“Condannato” a lavorare in Tribunale a Rimini. Ma era stato interdetto dai pubblici uffici

RIMINI. Per cinque anni è stato un volenteroso “impiegato” dell’Ufficio Gip-Gup del Tribunale di Rimini, addetto alle fotocopie di fascicoli delicatissimi e atti coperti dal segreto investigativo. Solo dopo aver dato fuoco allo scooter di un vicino di casa per “vendetta” o più probabilmente in preda a una crisi nervosa colleghi, cancellieri e giudici hanno scoperto che l’uomo, un riminese di 51 anni, tossicodipendente di vecchia data, rimasto al loro fianco così a lungo, era stato messo là da una cooperativa sociale per scontare in maniera alternativa una vecchia condanna per droga. Una circostanza della quale nessuno sapeva nulla, compresa la nuova presidente del Tribunale che ha “ereditato” il lavoratore, indirizzato a palazzo di giustizia, se non per rimpinguare gli organici, almeno per dare sollievo al personale, stremato dalla mole di lavoro e dall’assenza di turn-over.

Come ci è finito?

Non è chiaro come possa essere accaduto, ma nell’ufficio è finito così un uomo seguito dal Sert e con una condanna definitiva per droga a sette anni di reclusione, parte della quale “indultata”. La sentenza prevedeva addirittura l’interdizione perpetua dai pubblici uffici. Ma se lui non poteva entrare dalla porta, attraverso la cooperativa sociale, ha fatto ingresso a palazzo di giustizia dalla finestra.

Le normative

L’ordinamento penitenziario, con la legge numero 354 del 26 luglio 1975, prevede infatti alcune modalità alternative di esecuzione delle condanne rispetto alla tradizionale reclusione in carcere. Vi possono accedere i detenuti che devono scontare un residuo di pena nei limiti fissati dalla legge: fino a tre anni o fino a sei nel caso di problemi di tossicodipendenza o dipendenza da alcol, se sono impegnati a seguire un programma terapeutico concordato con il Sert o con la comunità terapeutica (vi possono accedere anche i condannati che si trovano in uno stato di libertà e che non sono soggetti a detenzione).

Opportunità non valutata

Il cinquantunenne ha usufruito di una possibilità, ma qualcuno non ha valutato appieno l’opportunità di inserire, sia pure con mansioni limitate, un collaboratore con una fedina penale non specchiata.
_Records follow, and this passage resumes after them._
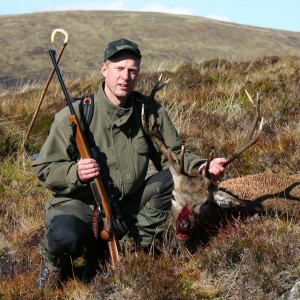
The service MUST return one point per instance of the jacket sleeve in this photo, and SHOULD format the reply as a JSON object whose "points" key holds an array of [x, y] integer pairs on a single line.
{"points": [[54, 167], [172, 140]]}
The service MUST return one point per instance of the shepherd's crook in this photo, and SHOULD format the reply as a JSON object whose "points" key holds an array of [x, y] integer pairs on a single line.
{"points": [[48, 81]]}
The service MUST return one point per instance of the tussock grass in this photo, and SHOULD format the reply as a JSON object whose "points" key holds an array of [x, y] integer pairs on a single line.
{"points": [[257, 259]]}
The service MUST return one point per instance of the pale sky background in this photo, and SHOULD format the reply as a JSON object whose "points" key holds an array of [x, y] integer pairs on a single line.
{"points": [[275, 14]]}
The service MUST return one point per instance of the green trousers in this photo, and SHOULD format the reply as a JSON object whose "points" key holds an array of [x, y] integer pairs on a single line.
{"points": [[69, 224]]}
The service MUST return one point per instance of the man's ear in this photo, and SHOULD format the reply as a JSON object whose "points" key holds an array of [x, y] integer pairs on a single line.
{"points": [[103, 69]]}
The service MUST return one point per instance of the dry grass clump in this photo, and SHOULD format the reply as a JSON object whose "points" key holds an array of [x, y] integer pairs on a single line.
{"points": [[257, 259]]}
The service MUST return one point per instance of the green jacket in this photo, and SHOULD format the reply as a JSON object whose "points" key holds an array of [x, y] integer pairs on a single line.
{"points": [[124, 151]]}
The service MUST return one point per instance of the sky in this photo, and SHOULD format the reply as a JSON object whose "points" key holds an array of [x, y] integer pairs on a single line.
{"points": [[274, 14]]}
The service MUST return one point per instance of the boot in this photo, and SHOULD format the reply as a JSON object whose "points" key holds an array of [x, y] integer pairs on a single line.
{"points": [[50, 279]]}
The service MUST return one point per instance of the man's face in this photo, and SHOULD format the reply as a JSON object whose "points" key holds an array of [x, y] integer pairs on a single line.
{"points": [[120, 76]]}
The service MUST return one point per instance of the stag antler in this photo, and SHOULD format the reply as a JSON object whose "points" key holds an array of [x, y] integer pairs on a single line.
{"points": [[251, 138]]}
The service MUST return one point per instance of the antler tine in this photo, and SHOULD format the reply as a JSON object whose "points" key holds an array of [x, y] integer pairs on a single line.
{"points": [[250, 138], [181, 164], [210, 158]]}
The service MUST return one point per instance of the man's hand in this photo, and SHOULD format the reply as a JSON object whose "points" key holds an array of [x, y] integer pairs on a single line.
{"points": [[87, 169], [216, 168]]}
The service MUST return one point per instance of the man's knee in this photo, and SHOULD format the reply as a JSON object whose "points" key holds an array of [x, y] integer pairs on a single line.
{"points": [[66, 234]]}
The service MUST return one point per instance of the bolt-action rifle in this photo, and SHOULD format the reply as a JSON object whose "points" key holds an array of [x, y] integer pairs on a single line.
{"points": [[102, 203]]}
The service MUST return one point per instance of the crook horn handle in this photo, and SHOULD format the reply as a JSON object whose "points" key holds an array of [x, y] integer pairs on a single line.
{"points": [[55, 31]]}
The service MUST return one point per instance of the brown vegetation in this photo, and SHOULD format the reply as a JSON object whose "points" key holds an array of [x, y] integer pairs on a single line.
{"points": [[258, 259]]}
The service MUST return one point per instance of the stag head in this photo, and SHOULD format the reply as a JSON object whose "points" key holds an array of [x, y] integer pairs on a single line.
{"points": [[193, 193]]}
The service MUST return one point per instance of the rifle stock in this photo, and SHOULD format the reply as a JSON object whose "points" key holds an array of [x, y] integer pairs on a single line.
{"points": [[100, 195]]}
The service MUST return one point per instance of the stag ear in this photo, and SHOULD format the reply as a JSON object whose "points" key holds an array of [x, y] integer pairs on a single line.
{"points": [[173, 171], [224, 200]]}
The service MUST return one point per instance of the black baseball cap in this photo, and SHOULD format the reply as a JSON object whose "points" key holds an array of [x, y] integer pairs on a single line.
{"points": [[122, 44]]}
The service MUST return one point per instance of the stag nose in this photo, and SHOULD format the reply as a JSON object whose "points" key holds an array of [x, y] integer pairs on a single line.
{"points": [[185, 221], [185, 225]]}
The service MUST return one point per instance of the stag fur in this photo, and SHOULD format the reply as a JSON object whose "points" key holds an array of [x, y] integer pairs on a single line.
{"points": [[200, 206], [211, 205]]}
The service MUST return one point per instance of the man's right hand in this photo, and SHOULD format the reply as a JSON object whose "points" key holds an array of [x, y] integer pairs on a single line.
{"points": [[87, 169]]}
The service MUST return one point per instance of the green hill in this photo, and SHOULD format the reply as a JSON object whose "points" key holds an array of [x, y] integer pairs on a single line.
{"points": [[166, 41]]}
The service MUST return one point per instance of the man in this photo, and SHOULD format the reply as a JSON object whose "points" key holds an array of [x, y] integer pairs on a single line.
{"points": [[122, 158]]}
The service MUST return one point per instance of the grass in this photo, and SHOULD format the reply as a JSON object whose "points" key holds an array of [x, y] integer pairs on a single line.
{"points": [[256, 259]]}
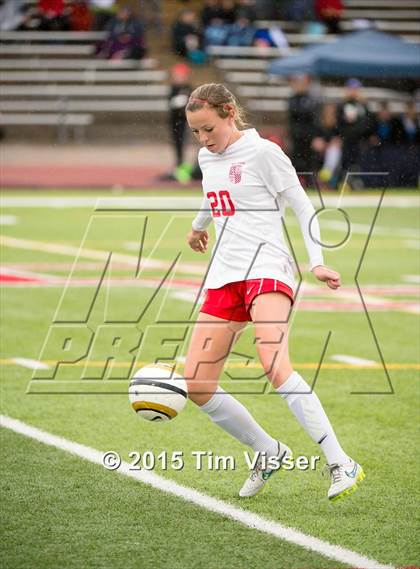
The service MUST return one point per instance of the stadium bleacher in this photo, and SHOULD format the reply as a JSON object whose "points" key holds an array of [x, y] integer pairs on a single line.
{"points": [[61, 85], [244, 69], [56, 73]]}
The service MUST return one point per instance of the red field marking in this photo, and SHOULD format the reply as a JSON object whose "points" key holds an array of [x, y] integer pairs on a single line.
{"points": [[80, 176], [17, 279]]}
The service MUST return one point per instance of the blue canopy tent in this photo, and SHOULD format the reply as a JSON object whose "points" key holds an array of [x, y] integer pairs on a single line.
{"points": [[368, 53]]}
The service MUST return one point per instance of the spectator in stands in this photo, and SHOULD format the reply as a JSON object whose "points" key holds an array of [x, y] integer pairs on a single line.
{"points": [[11, 14], [241, 33], [407, 137], [104, 11], [125, 38], [178, 98], [247, 9], [54, 15], [81, 18], [330, 12], [210, 11], [384, 127], [216, 32], [186, 36], [271, 37], [302, 126], [407, 126], [355, 124], [228, 11], [326, 145], [296, 10], [180, 90], [152, 11]]}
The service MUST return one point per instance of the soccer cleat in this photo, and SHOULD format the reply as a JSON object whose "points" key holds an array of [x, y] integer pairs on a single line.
{"points": [[259, 476], [344, 479]]}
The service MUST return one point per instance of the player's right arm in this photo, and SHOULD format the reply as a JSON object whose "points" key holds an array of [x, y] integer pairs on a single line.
{"points": [[198, 237]]}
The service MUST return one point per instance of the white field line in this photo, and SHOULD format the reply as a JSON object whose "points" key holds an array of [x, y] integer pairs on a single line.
{"points": [[411, 278], [166, 202], [412, 244], [8, 220], [31, 364], [132, 260], [363, 229], [342, 358], [225, 509]]}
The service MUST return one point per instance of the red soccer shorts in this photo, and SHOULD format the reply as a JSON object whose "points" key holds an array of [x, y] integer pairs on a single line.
{"points": [[233, 300]]}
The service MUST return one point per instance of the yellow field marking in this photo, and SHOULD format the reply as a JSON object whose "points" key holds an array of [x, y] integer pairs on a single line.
{"points": [[252, 365]]}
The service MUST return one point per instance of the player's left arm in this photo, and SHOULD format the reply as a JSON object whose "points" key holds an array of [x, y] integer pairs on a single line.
{"points": [[280, 177], [302, 206]]}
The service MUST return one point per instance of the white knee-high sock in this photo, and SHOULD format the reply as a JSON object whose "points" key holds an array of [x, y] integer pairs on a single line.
{"points": [[235, 419], [308, 410]]}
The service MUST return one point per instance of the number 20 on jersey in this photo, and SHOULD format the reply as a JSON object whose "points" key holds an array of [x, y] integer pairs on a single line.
{"points": [[221, 203]]}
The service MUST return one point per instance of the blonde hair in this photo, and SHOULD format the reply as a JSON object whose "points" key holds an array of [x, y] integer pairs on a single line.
{"points": [[219, 98]]}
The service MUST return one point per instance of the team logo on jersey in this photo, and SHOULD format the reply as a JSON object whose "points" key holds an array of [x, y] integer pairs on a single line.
{"points": [[235, 173]]}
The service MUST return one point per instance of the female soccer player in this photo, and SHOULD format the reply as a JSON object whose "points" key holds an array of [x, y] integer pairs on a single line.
{"points": [[247, 182]]}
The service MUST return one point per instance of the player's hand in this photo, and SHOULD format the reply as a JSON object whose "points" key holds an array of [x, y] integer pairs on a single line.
{"points": [[198, 240], [326, 275]]}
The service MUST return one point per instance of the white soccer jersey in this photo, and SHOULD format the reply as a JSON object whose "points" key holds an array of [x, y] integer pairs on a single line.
{"points": [[245, 189]]}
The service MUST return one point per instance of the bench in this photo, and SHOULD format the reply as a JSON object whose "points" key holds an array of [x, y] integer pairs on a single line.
{"points": [[82, 76], [87, 106], [281, 106], [61, 64], [85, 91], [38, 36], [47, 49], [63, 121], [233, 51]]}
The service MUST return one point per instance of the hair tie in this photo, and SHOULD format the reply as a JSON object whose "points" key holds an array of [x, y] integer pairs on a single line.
{"points": [[192, 100]]}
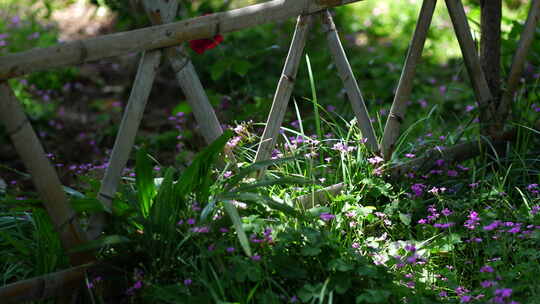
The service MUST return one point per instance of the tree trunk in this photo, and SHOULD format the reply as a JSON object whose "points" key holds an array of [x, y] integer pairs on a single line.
{"points": [[490, 58]]}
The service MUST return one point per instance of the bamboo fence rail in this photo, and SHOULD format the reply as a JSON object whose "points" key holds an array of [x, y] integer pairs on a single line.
{"points": [[164, 38], [404, 89], [159, 36], [43, 174]]}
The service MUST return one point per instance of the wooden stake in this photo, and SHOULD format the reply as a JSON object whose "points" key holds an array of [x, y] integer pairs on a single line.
{"points": [[404, 89], [57, 284], [43, 174], [520, 56], [470, 56], [186, 76], [155, 37], [125, 138], [319, 197], [349, 81], [284, 89]]}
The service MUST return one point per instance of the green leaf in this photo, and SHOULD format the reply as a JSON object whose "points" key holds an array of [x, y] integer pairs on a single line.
{"points": [[273, 182], [183, 107], [197, 177], [146, 189], [241, 67], [339, 265], [219, 68], [235, 180], [73, 192], [373, 296], [237, 223], [405, 218], [19, 245], [261, 200], [311, 251], [88, 204], [101, 242]]}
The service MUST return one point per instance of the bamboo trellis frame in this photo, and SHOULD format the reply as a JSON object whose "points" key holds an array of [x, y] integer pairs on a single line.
{"points": [[162, 39]]}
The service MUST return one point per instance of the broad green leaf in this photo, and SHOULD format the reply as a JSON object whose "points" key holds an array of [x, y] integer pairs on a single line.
{"points": [[237, 178], [88, 204], [146, 189], [237, 223], [19, 245], [99, 243], [241, 67]]}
Per la verità, nel periodo durante il quale ha svolto il servizio (e scontato la sua condanna) non ha dato adito a lamentele. L’episodio che ha portato in carcere il problematico soggetto (domani è previsto un incidente probatorio per la perizia psichiatrica) rischia di diventare un caso: segnerà una svolta sulle modalità di reclutamento degli “ausiliari” delle sempre più oberate e sguarnite cancellerie del Tribunale.